No, the news is that Romney finally gave the speech some of us have been waiting for him to give. (Click here to see a video of the speech, which lasted about 13 minutes, or here to read the prepared remarks; he didn’t stray too far from them.)
The heart of it was the contrast he drew between himself and President Obama. First, what he said about the president:
Government is at the center of his vision. It dispenses the benefits, borrows what it can’t take, consumes a greater and greater share of the economy. You know, with Obamacare fully installed, government would have control of almost half of the economy, and we would have effectively ceased to be a free enterprise society.
This President is putting us on a path where our lives will be ruled by bureaucrats and boards, commissions and czars. He’s asking us to accept that Washington knows best — and can provide all.
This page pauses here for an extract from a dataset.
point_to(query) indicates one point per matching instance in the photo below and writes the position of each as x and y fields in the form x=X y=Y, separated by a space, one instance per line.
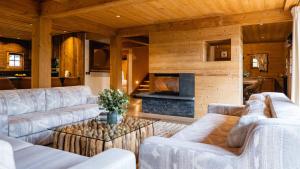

We’ve already seen where that path leads. It erodes freedom. It deadens the entrepreneurial spirit. And it hurts the very people it’s supposed to help. Those who promise to spread the wealth around only ever succeed in spreading poverty around. Other nations have chosen that path. It leads to chronic high unemployment, crushing debt, and stagnant wages.
And then there’s his counteroffer:
I have a very different vision for America, and for our future. It’s an America driven by freedom, where free people, pursuing happiness in their own unique ways, create free enterprises that employ more and more Americans. And because there are so many enterprises that are succeeding, the competition for hard-working, educated, skilled employees is intense, so wages and salaries rise.
I see an America with a growing middle class, with rising standards of living. I see children even more successful than their parents — some successful even beyond their wildest dreams — and others congratulating them for their achievement, not attacking them for it.
The repeated mentions of free enterprise, and the good line about congratulating people on their success rather than attacking them for it, are welcome. But here’s where Romney signaled an important theme leading to November:
This America is fundamentally fair. We will stop the unfairness of urban children being denied access to the good schools of their choice; we will stop the unfairness of politicians giving taxpayer money to their friends’ businesses; we will stop the unfairness of requiring union workers to contribute to politicians not of their choosing; we will stop the unfairness of government workers getting better pay and benefits than the very taxpayers they serve; and we will stop the unfairness of one generation passing larger and larger debts on to the next.
When an opponent — as Romney correctly said Obama would do — wants to run not on his record but on distractions and distortions and fuzzy notions of “fairness,” you hit back at what other people might consider unfair. And there is a great deal of unfairness to be found in Obama’s conventional liberal positions, some of which Romney catalogued.
This is a promising start to turning Obama’s raw populism on its ear.